A total of 1,035 clones was used to assemble a clusterized database (Supplemental Table S1), yielding 472 clusters of related sequences, 433 of which contained only one expressed sequence tag (EST). The consensus sequence of each cluster is named either a contig (deriving from two or more sequences) or a singleton (deriving from a single sequence); in this paper, for simplicity sake, we will use the name 'cluster' to denote sequences deriving both from consensus sequences and from singletons. The 492 clusters were compared by blastx, blastn, or rpsblast (Altschul et al., 1997) to the nonredundant (NR) protein database of the National Center for Biotechnology Information (NCBI), to the gene ontology database (Ashburner et al., 2000), to the conserved domains database of the NCBI (Marchler-Bauer et al., 2002), and to a custom-prepared subset of the NCBI nucleotide database containing either mitochondrial or rRNA sequences. Because the libraries used are unidirectional, the three-frame translations of the dataset were also derived, and open-reading frames starting with a methionine and longer than 40 amino acid (aa) residues were submitted to the SignalP server (Nielsen et al., 1997) to help identify putative secreted proteins (S). The EST assembly, BLAST, and signal peptide results were transferred into an Excel spreadsheet for manual annotation.

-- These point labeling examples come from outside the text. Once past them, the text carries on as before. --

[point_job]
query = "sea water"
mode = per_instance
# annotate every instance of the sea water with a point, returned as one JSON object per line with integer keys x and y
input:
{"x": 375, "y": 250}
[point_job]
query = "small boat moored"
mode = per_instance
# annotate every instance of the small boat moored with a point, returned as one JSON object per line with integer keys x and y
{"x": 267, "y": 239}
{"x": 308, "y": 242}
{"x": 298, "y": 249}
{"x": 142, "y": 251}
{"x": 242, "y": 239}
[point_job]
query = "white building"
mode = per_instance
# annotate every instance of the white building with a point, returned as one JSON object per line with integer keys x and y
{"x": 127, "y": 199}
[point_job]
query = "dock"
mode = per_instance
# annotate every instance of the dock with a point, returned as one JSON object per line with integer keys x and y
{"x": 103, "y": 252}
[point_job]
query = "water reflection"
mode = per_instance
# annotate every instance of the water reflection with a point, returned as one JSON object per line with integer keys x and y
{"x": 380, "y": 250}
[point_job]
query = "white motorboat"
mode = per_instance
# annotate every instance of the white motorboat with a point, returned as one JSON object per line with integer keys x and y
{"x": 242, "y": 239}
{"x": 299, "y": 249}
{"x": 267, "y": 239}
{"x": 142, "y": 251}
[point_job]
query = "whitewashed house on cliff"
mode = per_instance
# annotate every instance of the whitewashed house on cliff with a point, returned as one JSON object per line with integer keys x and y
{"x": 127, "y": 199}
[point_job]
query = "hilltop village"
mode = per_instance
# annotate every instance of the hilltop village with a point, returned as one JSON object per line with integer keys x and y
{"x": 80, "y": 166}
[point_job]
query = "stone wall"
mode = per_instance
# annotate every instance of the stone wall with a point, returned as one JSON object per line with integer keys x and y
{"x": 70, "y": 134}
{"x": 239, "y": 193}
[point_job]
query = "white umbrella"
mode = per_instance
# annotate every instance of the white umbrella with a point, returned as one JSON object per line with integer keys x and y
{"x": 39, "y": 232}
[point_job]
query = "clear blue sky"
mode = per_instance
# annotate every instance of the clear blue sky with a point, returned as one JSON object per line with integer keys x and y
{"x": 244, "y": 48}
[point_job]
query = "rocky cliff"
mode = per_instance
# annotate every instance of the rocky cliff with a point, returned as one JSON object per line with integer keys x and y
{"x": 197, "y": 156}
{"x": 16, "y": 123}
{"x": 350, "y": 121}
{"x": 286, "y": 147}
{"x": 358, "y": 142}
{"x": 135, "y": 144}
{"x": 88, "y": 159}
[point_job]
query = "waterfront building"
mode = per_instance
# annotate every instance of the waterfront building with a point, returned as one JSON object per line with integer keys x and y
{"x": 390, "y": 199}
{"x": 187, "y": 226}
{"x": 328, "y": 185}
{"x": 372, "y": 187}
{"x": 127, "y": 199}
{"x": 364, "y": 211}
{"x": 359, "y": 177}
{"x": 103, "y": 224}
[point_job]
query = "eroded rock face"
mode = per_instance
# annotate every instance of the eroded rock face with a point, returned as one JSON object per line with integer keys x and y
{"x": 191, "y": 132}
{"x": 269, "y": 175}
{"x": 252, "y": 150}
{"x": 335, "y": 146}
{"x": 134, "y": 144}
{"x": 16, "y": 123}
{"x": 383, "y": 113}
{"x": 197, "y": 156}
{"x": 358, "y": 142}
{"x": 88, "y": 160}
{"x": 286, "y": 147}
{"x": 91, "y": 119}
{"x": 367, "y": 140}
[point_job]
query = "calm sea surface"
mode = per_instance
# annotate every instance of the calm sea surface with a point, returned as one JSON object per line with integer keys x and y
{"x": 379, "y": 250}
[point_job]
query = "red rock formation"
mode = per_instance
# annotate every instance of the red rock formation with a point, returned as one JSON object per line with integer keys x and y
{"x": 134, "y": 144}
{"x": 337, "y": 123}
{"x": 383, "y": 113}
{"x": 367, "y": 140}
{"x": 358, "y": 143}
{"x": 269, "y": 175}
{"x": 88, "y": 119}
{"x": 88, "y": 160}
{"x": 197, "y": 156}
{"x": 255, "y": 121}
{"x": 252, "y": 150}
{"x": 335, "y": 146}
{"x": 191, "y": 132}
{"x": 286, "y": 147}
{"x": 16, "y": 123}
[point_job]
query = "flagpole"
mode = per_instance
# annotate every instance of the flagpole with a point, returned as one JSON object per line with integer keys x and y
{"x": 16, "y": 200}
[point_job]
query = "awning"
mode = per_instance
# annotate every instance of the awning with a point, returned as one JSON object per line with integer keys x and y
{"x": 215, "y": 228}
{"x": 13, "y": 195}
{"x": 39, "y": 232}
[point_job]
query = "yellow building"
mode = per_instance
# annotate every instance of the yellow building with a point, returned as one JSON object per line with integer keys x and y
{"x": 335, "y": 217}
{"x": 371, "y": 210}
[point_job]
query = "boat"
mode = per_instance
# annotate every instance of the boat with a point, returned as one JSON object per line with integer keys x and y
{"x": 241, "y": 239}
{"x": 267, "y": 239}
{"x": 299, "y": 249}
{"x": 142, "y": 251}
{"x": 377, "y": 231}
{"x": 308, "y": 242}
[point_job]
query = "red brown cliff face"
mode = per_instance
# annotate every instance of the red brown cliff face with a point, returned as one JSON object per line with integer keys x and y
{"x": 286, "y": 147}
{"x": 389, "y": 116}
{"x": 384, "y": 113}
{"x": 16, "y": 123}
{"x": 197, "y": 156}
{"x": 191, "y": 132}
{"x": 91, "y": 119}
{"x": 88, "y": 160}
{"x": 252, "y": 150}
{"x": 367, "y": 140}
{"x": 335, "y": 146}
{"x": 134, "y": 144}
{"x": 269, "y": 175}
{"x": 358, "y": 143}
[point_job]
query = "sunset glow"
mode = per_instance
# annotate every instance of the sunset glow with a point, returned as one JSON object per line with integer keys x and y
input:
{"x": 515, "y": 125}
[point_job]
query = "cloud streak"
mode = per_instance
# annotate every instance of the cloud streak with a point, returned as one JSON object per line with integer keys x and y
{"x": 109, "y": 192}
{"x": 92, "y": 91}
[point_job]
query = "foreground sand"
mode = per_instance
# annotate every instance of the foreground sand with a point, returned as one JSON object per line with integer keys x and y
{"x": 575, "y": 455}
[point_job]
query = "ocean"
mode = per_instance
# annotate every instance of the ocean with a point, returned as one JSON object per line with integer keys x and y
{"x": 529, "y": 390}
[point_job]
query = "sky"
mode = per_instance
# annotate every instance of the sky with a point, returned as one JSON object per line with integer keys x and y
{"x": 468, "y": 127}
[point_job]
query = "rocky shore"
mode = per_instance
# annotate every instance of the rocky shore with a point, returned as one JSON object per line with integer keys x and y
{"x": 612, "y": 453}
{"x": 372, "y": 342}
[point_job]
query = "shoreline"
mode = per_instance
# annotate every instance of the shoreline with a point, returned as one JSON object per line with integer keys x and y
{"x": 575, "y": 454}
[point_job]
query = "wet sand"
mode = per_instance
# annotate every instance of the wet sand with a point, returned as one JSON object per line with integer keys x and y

Four categories of expressed genes derived from the manual annotation of the contigs. The S category contained 6.6% of the clusters and 53.1% of the sequences, with an average number of 17.7 sequences per cluster. While the percentage of total sequences in the S category is within the values registered for other transcriptomes, the number of sequences per cluster is larger and the percentage of clusters is smaller than in previous sialotranscriptomes, indicating a lesser complexity of secreted salivary products in Toxorhynchites. The housekeeping (H) category had 8.3% and 5.7% of the clusters and sequences, respectively, and an average of 1.5 sequences per cluster. Eighty-five percent of the clusters, containing 41.1% of all sequences, were classified as unknown (U) because no assignment for their function could be made; they had an average of 1.1 sequence per cluster. A good proportion of these transcripts could have derived from truncated 3/ or 5/ untranslated regions of genes of the above two categories, as was recently indicated for a sialotranscriptome of An. gambiæ (Arca et al., 2005). Probable transposable elements originated one singleton representing either active transposition or, more likely, expression of transposable element regulatory transcripts in Tx. amboinensis. Transposable element transcripts have been a regular finding in most sialotranscriptomes to date.

H genes

The 39 clusters (comprising 59 EST) attributed to H genes expressed in the SG of Tx. amboinensis were further characterized into 14 subgroups according to function (Table 1). As observed in previous sialotranscriptomes (Francischetti et al., 2002; Ribeiro et al., 2004a; Ribeiro et al., 2004b), the two larger sets were associated with protein synthesis machinery (45 EST in 26 clusters) and with energy metabolism (4 clusters containing 4 EST). Additional inspection of each cluster for further information can be done online with Supplemental Table S1. Fig. 1 indicates the presence of protein bands in the SDS-PAGE experiment matching Æ. ægypti calreticulin and protein disulfide isomerase, which are involved in protein modification events and have been a typical find in mosquito sialotranscriptomes.; however, no transcripts coding for these two proteins were found in the transcriptome.

S proteins and peptides

Supplemental Table S1 indicates the presence of several gene families previously described in the SG of mosquitoes, including the mucins, amylase, and members of the protein families named 56-kDa, 41.9-kDa, 30.5-kDa, 23-kDa, and antigen 5 (Ag5), as well as immunity-related products such as lysozyme, Gram-negative binding protein, and one serine protease, possibly involved in the prophenoloxidase activation cascade. Of interest, 2 clusters containing a total of 257 EST, or nearly 50% of all transcripts of the S class, code for peptides containing histidine-rich motifs that might have antimicrobial activity (Lai et al., 2004; Rothstein et al., 2002). A summary of these transcript families organized by their abundance is shown in Table 2. It is also interesting that of the 31 clusters of the S class, 8 gave a best match by blastx to the NR database to Æ. ægypti proteins, 6 to Æ. albopictus, 3 to Culex pipiens, 1 to Culicoides sonorensis, and 1 to a Drosophila melanogaster protein. The remaining clusters had low significance (< 1e-7) values to proteins of these or other organisms, but no anopheline species produced a best match, in agreement with the close proximity of the Toxorhynchites genus to the culicines (Shepard et al., 2006).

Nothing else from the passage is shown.